Hell Drivers was shot in the VistaVision format, as was Marlon Brando’s One-eyed Jacks (also showing in this year’s LFF). Indeed, Brando’s film was the last to be shot in VistaVision before the format was used for special effect backgrounds. This method had been devised by Paramount studios in order to create widescreen images in much higher quality than contemporary alternative systems, primarily the anamorphic Cinemascope.
VistaVision used 35mm film stock in the camera, but ran it horizontally so that images were captured across an area usually encountered in still photography: almost 36mm wide by 24mm high. After production and editing, the original negative was printed optically to make a 35mm film master in the usual ‘geometry’. The result was an image fitting within the standard four-perforation height and running vertically, which could be copied and run in cinemas without additional lenses. Widescreen projection was achieved from a print that was compatible with existing equipment.
Rank licensed VistaVision in the mid-1950s but Hell Drivers seems a curious choice for the format, especially when compared to White Christmas (1954) or The Searchers (1956). There are plenty of reasons to be grateful today, however, for Geoffrey Unsworth’s powerful combination of black-and-white and widescreen photography.
Thanks to the BFI National Archive’s preservation of an original, eight-perforation fine grain positive, printed from the original negative in 1957, the new digital masters could begin from the best existing source. After frame-by-frame scanning at Pinewood Post Production, the mastering happily taking place not far from the film’s production location, extensive image grading was used to present the photography in its glistening tones.

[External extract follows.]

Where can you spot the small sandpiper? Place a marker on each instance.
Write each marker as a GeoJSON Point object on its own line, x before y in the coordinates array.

The digital grading tools were also needed to remove the appearance throughout of ‘d-lines’. These continuous lines are created when a particle trapped in the printer’s gate restricts light reaching the film stock. The result is a narrow line of light grey. Fortunately, a shape could be created, and tracked across shots and camera movement, to even out the appearance.
Simultaneously, we needed to find a sound source that matched the VistaVision copy – which is of the original UK release and not the shortened US version. Fortunately, three 35mm copies in ITV’s collection were loaned for analysis and the best track from those was digitised at very high specification for mastering and equalisation. Respecting the characteristics of the original mono mix, noise was reduced and the clicks and pops from particles on the track have been removed.
Removal of dirt and scratches is probably the best-known aspect of film remastering. Certainly, plenty of those have been removed from the new master of Hell Drivers, along with a reduction in the flicker caused by the printer’s lamp. In all cases, we’ve chosen to leave the texture of the original negative as it was produced. It’s for that reason, that we reluctantly recognised this fly as having been squashed in the printer between film negative and fine grain positive under pressure of a roller.
Perhaps appropriately, the affected shot is Tom’s tying of Ma West’s corset under her vigorous encouragement. The fly’s spectral appearance, a little like an x-ray, is due to its presence blocking light exposure to the positive. It has ‘minus density’. Understandably removed from the new digital release, it will remain preserved on both film and data tape in the National Archive’s collection.